Proteins play a central role in all biological processes. Akin to the complete sequencing of genomes, complete description of protein structures is a fundamental step towards understanding biological life, and is also highly relevant medically in the development of therapeutics and drugs. The broad, long-term goal of the project is to develop machine learning methods for data-driven protein structure prediction through two independent but complementary strategies: 1) much more accurate template-based modeling for proteins with remote homologs in the Protein Data Bank and 2) better template-free modeling method for proteins without detectable templates and for improving template-based models.
The specific aims are:
Aim 1) to greatly improve template-based modeling by 1a) improving protein sequence-template alignment using a regression-tree-based nonlinear scoring function, especially when good sequence profiles are unavailable;and 1b) improving fold recognition using a machine learning method to combine both residue-level and atom-level features;
Aim 2) to improve protein conformation sampling in a continuous space and thus template-free modeling by three independent but complementary approaches: 2a) modeling nonlinear sequence- structure relationship using Conditional (Markov) Random Fields (CRF) models;2b) simultaneously sampling secondary and tertiary structure;and 2c) learning structure information from template.

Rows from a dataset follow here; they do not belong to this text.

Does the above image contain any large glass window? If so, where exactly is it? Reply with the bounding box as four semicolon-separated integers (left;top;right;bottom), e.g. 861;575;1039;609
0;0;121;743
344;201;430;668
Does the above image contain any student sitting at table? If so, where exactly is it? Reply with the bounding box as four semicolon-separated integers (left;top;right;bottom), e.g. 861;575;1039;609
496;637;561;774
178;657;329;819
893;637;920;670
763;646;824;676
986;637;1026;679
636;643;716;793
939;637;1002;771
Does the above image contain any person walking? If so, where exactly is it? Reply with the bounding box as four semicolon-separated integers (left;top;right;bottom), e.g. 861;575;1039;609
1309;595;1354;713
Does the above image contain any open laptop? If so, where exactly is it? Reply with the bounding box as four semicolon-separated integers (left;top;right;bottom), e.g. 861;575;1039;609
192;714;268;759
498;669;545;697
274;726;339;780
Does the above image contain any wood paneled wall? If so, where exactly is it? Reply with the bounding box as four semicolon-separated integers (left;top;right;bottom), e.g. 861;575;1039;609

The core of the project is to develop various CRF models for data-driven protein structure prediction, by learning protein sequence-structure relationship from existing sequence/structure databases. The product of this research includes a regression-tree-based CRF model for accurate protein alignment, especially for proteins without close homologs in the PDB or without very good sequence profiles;a SVM model for protein fold recognition;a few CRF models for efficient protein conformation sampling in a continuous space;and a complete protein structure prediction software package. Also, it will produce a web server publicly available for various academic and biomedical users. Protein structure prediction will lead to a broad range of biomedical applications, such as the development of novel diagnostics, better understanding of disease processes and improved preventive therapies leading to reduced health care costs. Protein modeling is also widely applied in the pharmaceutical industry and integrated into most stages of pharmaceutical research.
Novel protein structure prediction will lead to a broad range of biomedical applications, such as the development of novel diagnostics, better understanding of disease processes and improved preventive therapies leading to reduced health care costs. Protein modeling is also widely applied in the pharmaceutical industry and integrated into most stages of pharmaceutical research.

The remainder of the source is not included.